Hugging Face is the default starting point for most teams. It hosts hundreds of thousands of open models across text, vision, audio, and multimodal tasks. You can find base models, instruct models, chat variants, embeddings, and diffusion models there. Hugging Face also provides many fine-tuned and quantized model variants, making it easy to experiment with instruction-tuned or low-VRAM models without doing fine-tuning yourself.

Why people use it:

  • Massive ecosystem and community adoption
  • Clear model cards with license, benchmarks, and intended use
  • Native support in most inference frameworks (e.g., vLLM, SGLang, TensorRT-LLM)
  • Easy access to weights, configs, and tokenizers

Note that not all models are equally accessible on Hugging Face. Some models are fully open and can be downloaded without authentication. Others are gated, meaning you must accept specific license terms and use a Hugging Face API token to access the weights.

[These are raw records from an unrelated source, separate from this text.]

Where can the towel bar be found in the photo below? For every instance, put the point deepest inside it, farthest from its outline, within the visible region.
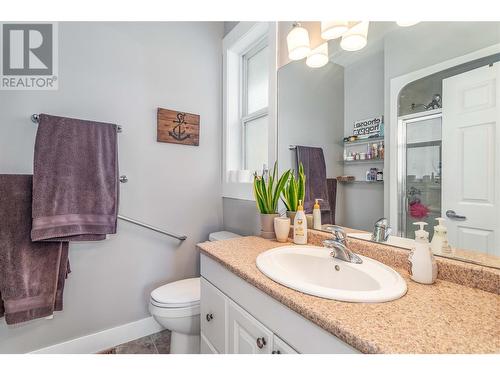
(36, 118)
(150, 227)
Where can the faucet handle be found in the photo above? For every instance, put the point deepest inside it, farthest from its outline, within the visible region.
(338, 232)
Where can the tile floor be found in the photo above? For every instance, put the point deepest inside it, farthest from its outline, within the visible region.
(157, 343)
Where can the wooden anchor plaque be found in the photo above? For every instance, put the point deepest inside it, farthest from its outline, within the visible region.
(178, 127)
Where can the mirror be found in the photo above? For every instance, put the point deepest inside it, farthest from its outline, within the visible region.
(408, 130)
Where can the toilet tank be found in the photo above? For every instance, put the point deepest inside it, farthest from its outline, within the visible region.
(223, 235)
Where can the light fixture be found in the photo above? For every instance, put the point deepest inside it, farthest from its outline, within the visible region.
(318, 57)
(356, 37)
(406, 23)
(333, 29)
(298, 42)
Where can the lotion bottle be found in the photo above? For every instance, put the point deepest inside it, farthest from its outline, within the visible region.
(317, 215)
(423, 267)
(300, 226)
(439, 237)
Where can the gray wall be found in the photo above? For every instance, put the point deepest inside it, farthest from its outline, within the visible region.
(311, 113)
(241, 216)
(228, 26)
(121, 72)
(364, 98)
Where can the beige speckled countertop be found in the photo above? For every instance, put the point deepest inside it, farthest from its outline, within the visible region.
(441, 318)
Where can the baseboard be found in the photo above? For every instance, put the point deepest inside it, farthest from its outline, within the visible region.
(106, 339)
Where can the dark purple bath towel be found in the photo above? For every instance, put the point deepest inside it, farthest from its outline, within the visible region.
(315, 170)
(75, 180)
(32, 274)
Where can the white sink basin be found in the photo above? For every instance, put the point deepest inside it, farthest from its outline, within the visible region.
(311, 270)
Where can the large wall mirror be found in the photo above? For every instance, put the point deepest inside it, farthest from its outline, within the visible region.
(406, 129)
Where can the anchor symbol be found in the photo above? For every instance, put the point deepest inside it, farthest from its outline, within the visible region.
(178, 132)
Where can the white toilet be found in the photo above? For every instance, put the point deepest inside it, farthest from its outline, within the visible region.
(176, 306)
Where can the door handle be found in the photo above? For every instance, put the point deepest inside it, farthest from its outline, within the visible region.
(261, 342)
(453, 215)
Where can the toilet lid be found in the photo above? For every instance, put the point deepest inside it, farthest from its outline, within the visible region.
(180, 293)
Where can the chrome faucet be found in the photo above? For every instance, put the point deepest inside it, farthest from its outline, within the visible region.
(381, 230)
(338, 245)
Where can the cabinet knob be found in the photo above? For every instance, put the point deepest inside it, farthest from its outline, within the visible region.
(261, 342)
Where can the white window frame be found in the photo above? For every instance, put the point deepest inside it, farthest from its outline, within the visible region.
(246, 117)
(244, 38)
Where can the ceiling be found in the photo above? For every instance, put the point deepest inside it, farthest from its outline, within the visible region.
(376, 34)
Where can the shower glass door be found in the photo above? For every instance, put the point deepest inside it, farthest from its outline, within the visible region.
(421, 172)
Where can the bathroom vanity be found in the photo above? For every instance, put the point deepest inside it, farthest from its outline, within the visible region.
(243, 311)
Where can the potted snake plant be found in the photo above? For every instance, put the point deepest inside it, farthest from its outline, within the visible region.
(267, 191)
(295, 190)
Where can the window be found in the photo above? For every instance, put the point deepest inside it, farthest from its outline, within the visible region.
(249, 105)
(254, 117)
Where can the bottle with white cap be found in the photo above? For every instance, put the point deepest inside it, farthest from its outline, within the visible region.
(439, 237)
(423, 267)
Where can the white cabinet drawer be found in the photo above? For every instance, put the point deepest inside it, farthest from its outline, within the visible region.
(213, 315)
(206, 347)
(246, 334)
(281, 347)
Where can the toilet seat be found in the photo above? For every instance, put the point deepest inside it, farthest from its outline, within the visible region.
(173, 312)
(180, 294)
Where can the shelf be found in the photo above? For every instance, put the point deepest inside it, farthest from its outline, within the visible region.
(362, 161)
(362, 141)
(360, 182)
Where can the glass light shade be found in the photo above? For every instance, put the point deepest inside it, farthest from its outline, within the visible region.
(333, 29)
(318, 56)
(298, 43)
(356, 37)
(406, 23)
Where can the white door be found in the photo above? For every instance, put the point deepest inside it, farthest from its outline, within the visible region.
(246, 334)
(471, 159)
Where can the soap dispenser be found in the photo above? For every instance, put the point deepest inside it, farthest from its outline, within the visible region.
(300, 226)
(439, 237)
(423, 267)
(317, 215)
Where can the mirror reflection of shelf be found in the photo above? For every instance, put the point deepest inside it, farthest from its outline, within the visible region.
(361, 161)
(361, 182)
(363, 141)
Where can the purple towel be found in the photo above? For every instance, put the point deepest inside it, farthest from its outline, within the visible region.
(75, 180)
(32, 274)
(313, 160)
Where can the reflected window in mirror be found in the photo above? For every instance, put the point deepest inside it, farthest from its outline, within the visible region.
(255, 95)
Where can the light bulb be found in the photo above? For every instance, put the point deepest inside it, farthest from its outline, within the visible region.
(298, 42)
(356, 37)
(406, 23)
(333, 29)
(318, 57)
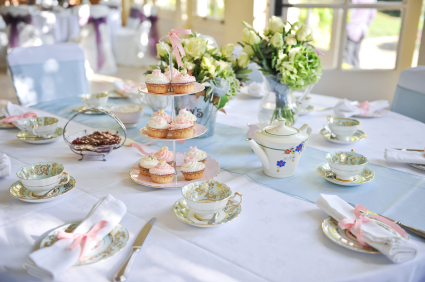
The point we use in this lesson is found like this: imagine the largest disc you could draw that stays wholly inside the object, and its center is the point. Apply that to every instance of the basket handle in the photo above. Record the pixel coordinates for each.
(100, 111)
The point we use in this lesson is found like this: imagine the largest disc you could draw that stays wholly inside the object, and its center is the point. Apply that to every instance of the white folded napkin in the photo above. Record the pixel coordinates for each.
(345, 108)
(399, 156)
(5, 165)
(396, 248)
(124, 88)
(50, 262)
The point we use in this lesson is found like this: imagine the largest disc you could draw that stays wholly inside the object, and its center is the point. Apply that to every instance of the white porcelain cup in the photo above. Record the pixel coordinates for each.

This usually happens when:

  • The model has a restricted or custom license
  • The authors want visibility into who is using the model
  • The model is released for research or controlled commercial use

In practice, this means you may need to:

  • Create a Hugging Face account
  • Generate an API token
  • Pass that token to your inference framework or deployment environment (e.g., via an environment variable like HF_TOKEN)

Models that require gated access often come with stricter usage terms, less operational polish, or fewer guarantees around long-term availability.

A simple rule of thumb: If a model requires a token and manual approval, double-check whether it fits your production and legal constraints before building on it.

Other things to watch for:

  • License differences (Apache-2.0, MIT, custom)
  • VRAM requirements hidden behind parameter counts
  • Some models are research-grade, not production-ready

Always read the model card before testing. It tells you what the model is actually good at and what it’s bad at.

ModelScope

ModelScope is a major open model hub operated by Alibaba. It has strong coverage of:

  • Chinese and multilingual LLMs
  • Vision-language models
  • Speech and multimodal models
  • Models optimized for local and regional use cases

For teams building products for Chinese-speaking users, or deploying in regions where Hugging Face access may be slower or restricted, ModelScope is often the first place to look. Many models released here eventually appear on Hugging Face, but some remain ModelScope-first or ModelScope-only for a period of time.

OpenRouter

OpenRouter is less of a traditional “model hub” and more of a model access layer.

Instead of downloading weights and running models yourself, OpenRouter lets you:

  • Access many open and proprietary models through a single API
  • Compare behavior, latency, and cost across models
  • Route traffic dynamically between models

This is useful for early-stage prototyping, A/B testing, or evaluating models before committing to self-hosting. However, it’s not a replacement for owning your inference stack if you need tight control over performance, data, or cost at scale.